Quelque sept cents interprètes ont travaillé pour l’armée française. Après le retrait de celle-ci, ils se retrouvent bien seuls face aux talibans. Qu’attend-on pour les exfiltrer ?

Un soldat de l’armée américaine avec son interprète en Afghanistan en 2010. © Alexander Zemlianichenko/AP/SIPA

Un soldat de l’armée américaine avec son interprète en Afghanistan en 2010. © Alexander Zemlianichenko/AP/SIPA

Publié le 24 mai 2017 Lecture : 3 minutes.

«Je suis loin de mon pays et de mes racines. Mais, surtout, loin de la menace. Tous mes collègues n’ont pas eu cette chance. » Abdul Raziq, 29 ans, se considère comme un rescapé. Arrivé en France en mai 2016, il vit aujourd’hui à Laon (Aisne) avec son épouse et leurs deux fillettes, qui ont elles aussi obtenu un visa. « Une juste récompense », estime-t‑il. En Afghanistan, Raziq était interprète pour l’armée française. Lorsque celle-ci débarque dans le pays en 2001, ce francophone de 16 ans est enthousiaste.

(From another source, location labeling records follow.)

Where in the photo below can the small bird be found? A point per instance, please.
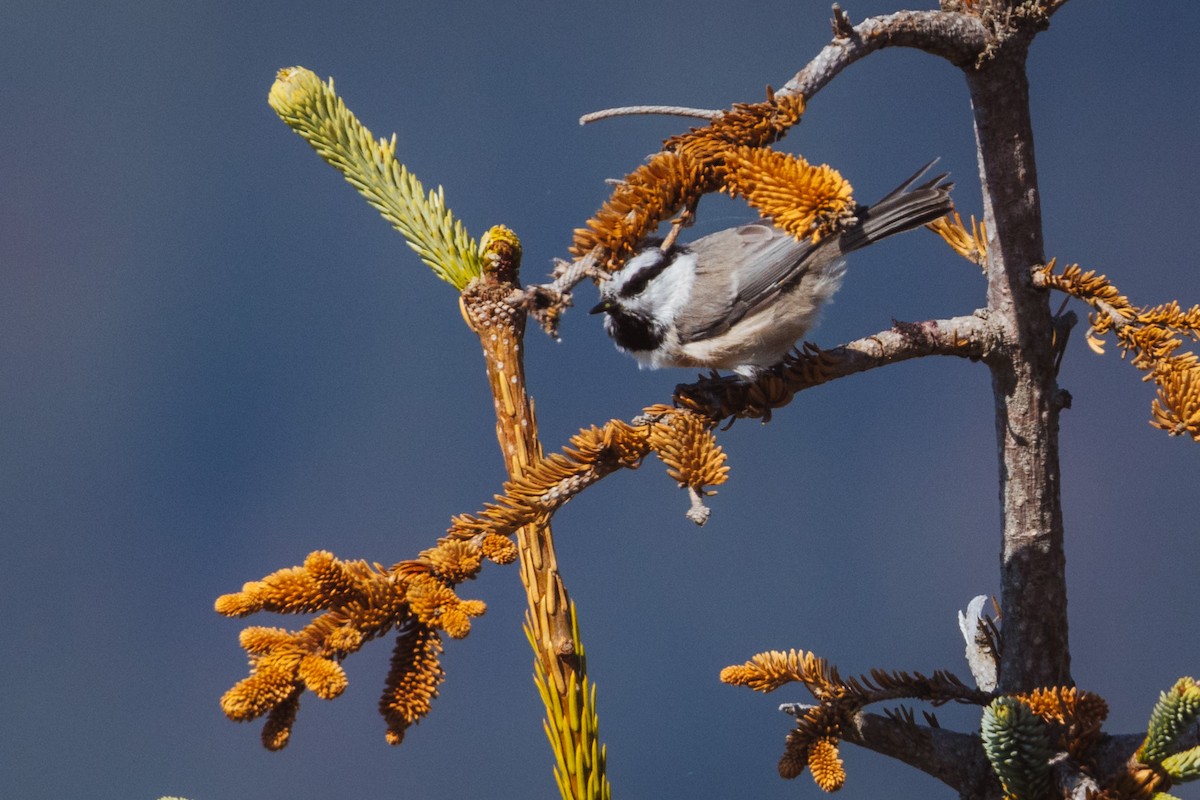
(741, 299)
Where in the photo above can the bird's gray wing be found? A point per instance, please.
(737, 271)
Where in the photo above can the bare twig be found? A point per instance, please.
(958, 37)
(953, 758)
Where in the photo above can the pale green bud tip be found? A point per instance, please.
(293, 88)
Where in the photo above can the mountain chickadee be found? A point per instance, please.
(741, 298)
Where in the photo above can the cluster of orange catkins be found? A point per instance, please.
(358, 602)
(726, 156)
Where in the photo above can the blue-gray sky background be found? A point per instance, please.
(216, 359)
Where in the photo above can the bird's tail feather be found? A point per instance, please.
(905, 208)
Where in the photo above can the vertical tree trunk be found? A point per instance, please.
(1033, 595)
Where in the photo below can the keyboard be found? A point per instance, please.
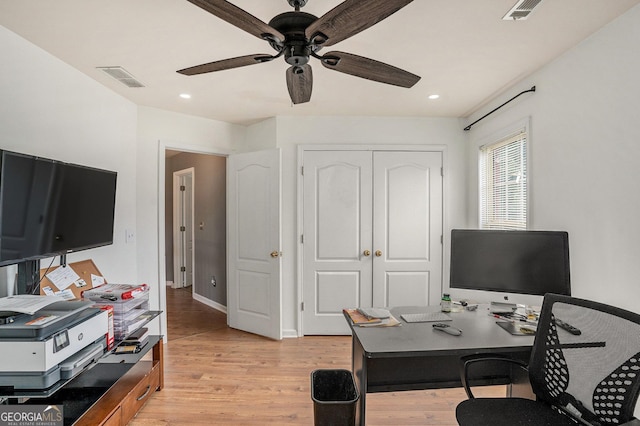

Il propose ses services et est aussitôt enggé.

Des cibles privilégiées

Pour les forces françaises et afghanes, les talibans sont l’ennemi commun. « À partir des années 2010, ils n’ont cessé de gagner du terrain et de l’influence. Dans certains villages, des habitants me considéraient comme un traître, un athée. Ils me reprochaient de collaborer avec une force d’occupation. Il fallait sans cesse être sur ses gardes », raconte-t-il.

En 2012 notre contrat de travail a été rompu brutalement. On s’est sentis abandonnés.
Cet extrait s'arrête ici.